With the District of Columbia girding for the inauguration onslaught, our pal Al Kamen reports in an "In the Loop" item called "Brownie, We Hardly Knew Ye" that "the Federal Emergency Management Agency is on the case, ready to make sure everything works out," except for one small hitch:
In preparing for the worst -- an attack on millions of Obama's guests on Jan. 20 -- FEMA seems to have forgotten to plan for its own.

FEMA managers apparently will require 50 to 60 workers on Inauguration Day to staff the National Response Coordination Center, just steps from the Mall. But we're told the brains behind the operation have not given employees any clues as to plans for feeding, sheltering and transporting them amid the chaos that will consume downtown Washington.

"There are no plans for feeding people, sheltering people -- anything," said Leo Bosner, head of FEMA's employees union. "Given the poor planning we've seen out of our bosses the last couple of years, we're kind of worried."

FEMA spokeswoman Debbie Wing said it is not 100 percent certain that the agency will staff the downtown facility, and FEMA is considering staffing response coordinators at an alternative facility in the suburbs.
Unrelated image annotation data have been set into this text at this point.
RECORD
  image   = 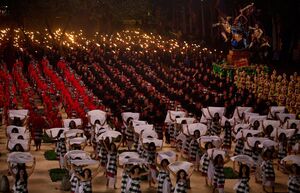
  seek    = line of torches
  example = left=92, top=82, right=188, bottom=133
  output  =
left=0, top=28, right=222, bottom=55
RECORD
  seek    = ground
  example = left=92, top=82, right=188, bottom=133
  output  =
left=0, top=126, right=288, bottom=193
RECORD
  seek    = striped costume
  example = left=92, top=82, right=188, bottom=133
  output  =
left=157, top=170, right=172, bottom=193
left=56, top=139, right=67, bottom=157
left=236, top=177, right=250, bottom=193
left=243, top=144, right=252, bottom=157
left=261, top=160, right=275, bottom=186
left=129, top=178, right=142, bottom=193
left=182, top=137, right=191, bottom=156
left=189, top=139, right=201, bottom=162
left=106, top=152, right=118, bottom=178
left=168, top=124, right=175, bottom=143
left=288, top=176, right=300, bottom=193
left=155, top=125, right=163, bottom=139
left=223, top=127, right=232, bottom=148
left=210, top=122, right=221, bottom=136
left=234, top=139, right=244, bottom=155
left=98, top=144, right=107, bottom=167
left=201, top=153, right=209, bottom=176
left=121, top=168, right=129, bottom=193
left=174, top=181, right=187, bottom=193
left=13, top=180, right=28, bottom=193
left=214, top=166, right=225, bottom=188
left=251, top=150, right=262, bottom=169
left=70, top=167, right=82, bottom=192
left=278, top=142, right=287, bottom=161
left=79, top=180, right=92, bottom=193
left=147, top=151, right=157, bottom=179
left=125, top=127, right=134, bottom=142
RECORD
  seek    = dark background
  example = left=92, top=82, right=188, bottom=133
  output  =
left=0, top=0, right=300, bottom=67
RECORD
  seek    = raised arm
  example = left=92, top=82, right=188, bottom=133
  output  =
left=117, top=135, right=123, bottom=150
left=91, top=164, right=101, bottom=179
left=7, top=161, right=16, bottom=178
left=167, top=166, right=176, bottom=176
left=28, top=157, right=36, bottom=177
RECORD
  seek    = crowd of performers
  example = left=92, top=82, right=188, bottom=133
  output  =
left=235, top=68, right=300, bottom=113
left=213, top=3, right=271, bottom=51
left=0, top=28, right=300, bottom=193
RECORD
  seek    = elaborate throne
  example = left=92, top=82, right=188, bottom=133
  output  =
left=227, top=50, right=250, bottom=67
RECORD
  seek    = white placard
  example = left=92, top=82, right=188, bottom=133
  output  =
left=134, top=125, right=154, bottom=135
left=87, top=110, right=106, bottom=125
left=268, top=106, right=286, bottom=119
left=46, top=127, right=70, bottom=138
left=7, top=139, right=29, bottom=151
left=165, top=110, right=186, bottom=123
left=121, top=112, right=140, bottom=122
left=63, top=119, right=82, bottom=128
left=119, top=151, right=140, bottom=166
left=281, top=155, right=300, bottom=166
left=6, top=125, right=27, bottom=135
left=169, top=161, right=193, bottom=174
left=143, top=138, right=163, bottom=148
left=157, top=150, right=177, bottom=164
left=176, top=117, right=196, bottom=124
left=141, top=130, right=158, bottom=138
left=230, top=155, right=255, bottom=166
left=182, top=123, right=207, bottom=136
left=8, top=109, right=28, bottom=119
left=7, top=152, right=33, bottom=164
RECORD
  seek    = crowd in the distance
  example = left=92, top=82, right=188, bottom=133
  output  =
left=0, top=31, right=300, bottom=193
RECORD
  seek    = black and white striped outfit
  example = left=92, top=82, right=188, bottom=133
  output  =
left=168, top=124, right=176, bottom=143
left=278, top=142, right=287, bottom=160
left=261, top=160, right=275, bottom=184
left=125, top=126, right=134, bottom=142
left=182, top=137, right=191, bottom=155
left=121, top=168, right=129, bottom=193
left=201, top=153, right=209, bottom=175
left=223, top=127, right=232, bottom=147
left=288, top=176, right=300, bottom=193
left=56, top=139, right=67, bottom=157
left=79, top=180, right=93, bottom=193
left=234, top=139, right=244, bottom=155
left=155, top=125, right=163, bottom=139
left=189, top=139, right=201, bottom=161
left=210, top=122, right=221, bottom=136
left=157, top=170, right=172, bottom=193
left=146, top=151, right=156, bottom=165
left=99, top=144, right=107, bottom=166
left=13, top=180, right=28, bottom=193
left=129, top=178, right=142, bottom=193
left=106, top=152, right=118, bottom=177
left=243, top=144, right=252, bottom=157
left=70, top=167, right=82, bottom=192
left=214, top=166, right=225, bottom=188
left=174, top=180, right=187, bottom=193
left=236, top=177, right=250, bottom=193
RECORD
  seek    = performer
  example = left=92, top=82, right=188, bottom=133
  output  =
left=157, top=159, right=172, bottom=193
left=75, top=165, right=101, bottom=193
left=236, top=164, right=250, bottom=193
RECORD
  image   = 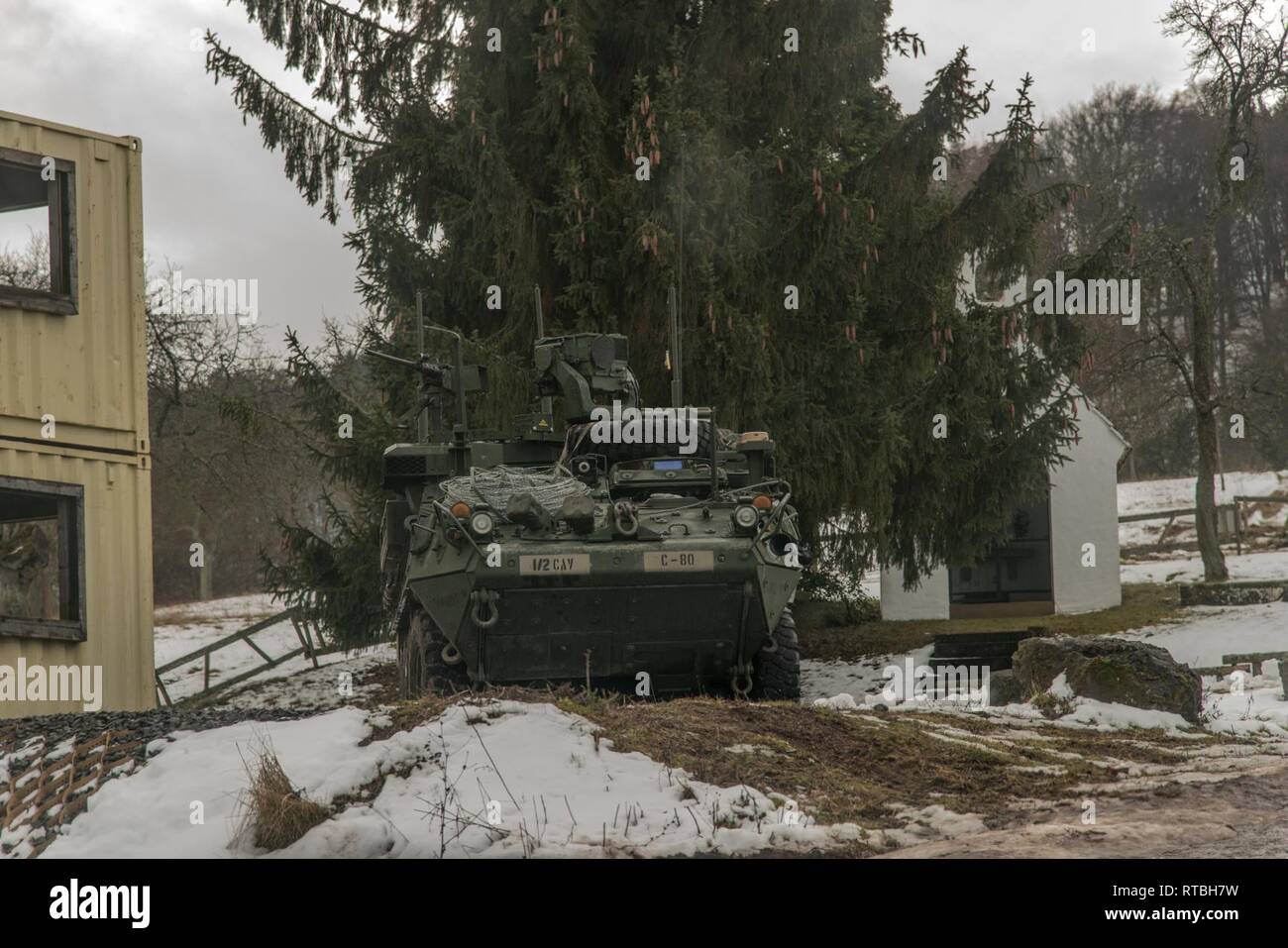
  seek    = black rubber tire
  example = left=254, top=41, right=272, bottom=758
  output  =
left=398, top=603, right=471, bottom=700
left=751, top=606, right=802, bottom=700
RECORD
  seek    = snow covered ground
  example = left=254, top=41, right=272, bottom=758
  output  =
left=1118, top=471, right=1288, bottom=546
left=44, top=702, right=862, bottom=858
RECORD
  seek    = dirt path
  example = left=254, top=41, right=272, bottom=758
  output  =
left=881, top=761, right=1288, bottom=859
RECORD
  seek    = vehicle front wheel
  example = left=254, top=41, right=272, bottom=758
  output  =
left=751, top=606, right=802, bottom=700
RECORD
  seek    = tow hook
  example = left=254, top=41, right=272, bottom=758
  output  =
left=729, top=669, right=751, bottom=698
left=613, top=500, right=640, bottom=537
left=469, top=588, right=501, bottom=625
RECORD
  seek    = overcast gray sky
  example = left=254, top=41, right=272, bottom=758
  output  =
left=0, top=0, right=1186, bottom=347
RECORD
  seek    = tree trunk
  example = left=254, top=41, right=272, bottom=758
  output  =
left=1190, top=280, right=1231, bottom=582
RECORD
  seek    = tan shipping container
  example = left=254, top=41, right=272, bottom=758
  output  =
left=0, top=112, right=156, bottom=717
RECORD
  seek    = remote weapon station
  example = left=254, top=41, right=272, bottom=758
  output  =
left=369, top=290, right=807, bottom=699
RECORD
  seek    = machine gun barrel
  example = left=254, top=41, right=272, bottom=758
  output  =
left=362, top=349, right=448, bottom=386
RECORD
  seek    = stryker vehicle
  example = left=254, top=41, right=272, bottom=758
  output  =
left=369, top=292, right=808, bottom=699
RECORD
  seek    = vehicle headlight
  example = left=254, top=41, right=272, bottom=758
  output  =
left=733, top=503, right=760, bottom=533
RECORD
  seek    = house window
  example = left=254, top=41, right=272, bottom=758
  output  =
left=0, top=149, right=77, bottom=314
left=0, top=476, right=85, bottom=642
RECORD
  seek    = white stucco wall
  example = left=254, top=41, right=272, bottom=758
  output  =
left=881, top=567, right=948, bottom=621
left=1051, top=402, right=1124, bottom=613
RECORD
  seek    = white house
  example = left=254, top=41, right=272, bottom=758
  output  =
left=881, top=255, right=1129, bottom=619
left=881, top=388, right=1128, bottom=619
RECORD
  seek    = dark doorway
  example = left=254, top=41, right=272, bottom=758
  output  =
left=948, top=494, right=1055, bottom=618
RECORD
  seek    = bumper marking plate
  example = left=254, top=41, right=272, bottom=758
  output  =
left=519, top=553, right=590, bottom=576
left=644, top=550, right=716, bottom=574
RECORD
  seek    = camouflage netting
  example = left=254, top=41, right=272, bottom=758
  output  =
left=443, top=465, right=590, bottom=519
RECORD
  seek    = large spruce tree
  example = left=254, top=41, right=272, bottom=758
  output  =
left=207, top=0, right=1086, bottom=635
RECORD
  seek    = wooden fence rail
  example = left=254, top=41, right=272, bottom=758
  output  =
left=156, top=609, right=329, bottom=706
left=1118, top=493, right=1288, bottom=554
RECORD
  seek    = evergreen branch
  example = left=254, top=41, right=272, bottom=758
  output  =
left=206, top=31, right=382, bottom=224
left=228, top=0, right=422, bottom=123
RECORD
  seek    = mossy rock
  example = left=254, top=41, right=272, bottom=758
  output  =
left=1013, top=635, right=1203, bottom=724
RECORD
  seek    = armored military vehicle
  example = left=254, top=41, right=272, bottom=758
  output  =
left=371, top=299, right=807, bottom=699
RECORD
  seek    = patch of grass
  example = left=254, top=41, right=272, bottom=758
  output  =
left=794, top=582, right=1181, bottom=662
left=237, top=746, right=331, bottom=850
left=561, top=698, right=1086, bottom=828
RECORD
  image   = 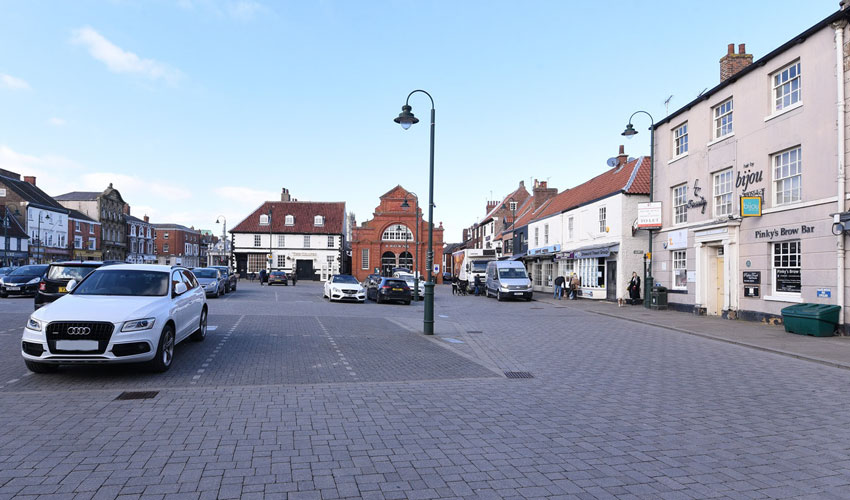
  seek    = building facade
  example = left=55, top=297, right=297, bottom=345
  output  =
left=652, top=10, right=848, bottom=324
left=125, top=210, right=157, bottom=264
left=230, top=190, right=346, bottom=280
left=55, top=183, right=129, bottom=262
left=68, top=209, right=103, bottom=260
left=153, top=224, right=201, bottom=269
left=351, top=186, right=443, bottom=283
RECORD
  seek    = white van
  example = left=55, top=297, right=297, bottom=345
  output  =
left=484, top=260, right=533, bottom=300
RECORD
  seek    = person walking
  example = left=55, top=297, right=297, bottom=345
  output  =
left=626, top=272, right=640, bottom=305
left=552, top=275, right=566, bottom=300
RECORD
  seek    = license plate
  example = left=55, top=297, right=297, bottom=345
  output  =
left=56, top=340, right=98, bottom=351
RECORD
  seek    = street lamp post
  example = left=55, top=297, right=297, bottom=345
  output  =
left=393, top=90, right=434, bottom=335
left=622, top=111, right=655, bottom=308
left=401, top=191, right=420, bottom=300
left=215, top=215, right=229, bottom=269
Nonetheless, Wing said, managers will ensure that employees have what they need.

"We have made contingency plans for food and meals for the employees to be catered and also made accommodations for facilities, showers and cots and blankets," Wing said.

So everyone just calm down. FEMA will naturally share those plans with its employees. There's still more than a month to go.

Say, I'll bet the current FEMA management could lay its hands on a supply of trailers -- by February or March.


SPEAKING OF FEMA, AL ALSO REPORTS . . .

. . . that much-admired Clinton-era FEMA Director James Lee Witt "has taken himself out of the running -- apparently for business and personal reasons."
Witt is said to be backing Mark Merritt, an ex-FEMA official who now works for Witt in their consulting firm. Former congressman Nick Lampson (D-Tex.), who won -- and then lost -- the House seat that former majority leader Tom DeLay once held, had been looking at the FEMA slot, we were told, but is now drifting toward some other options.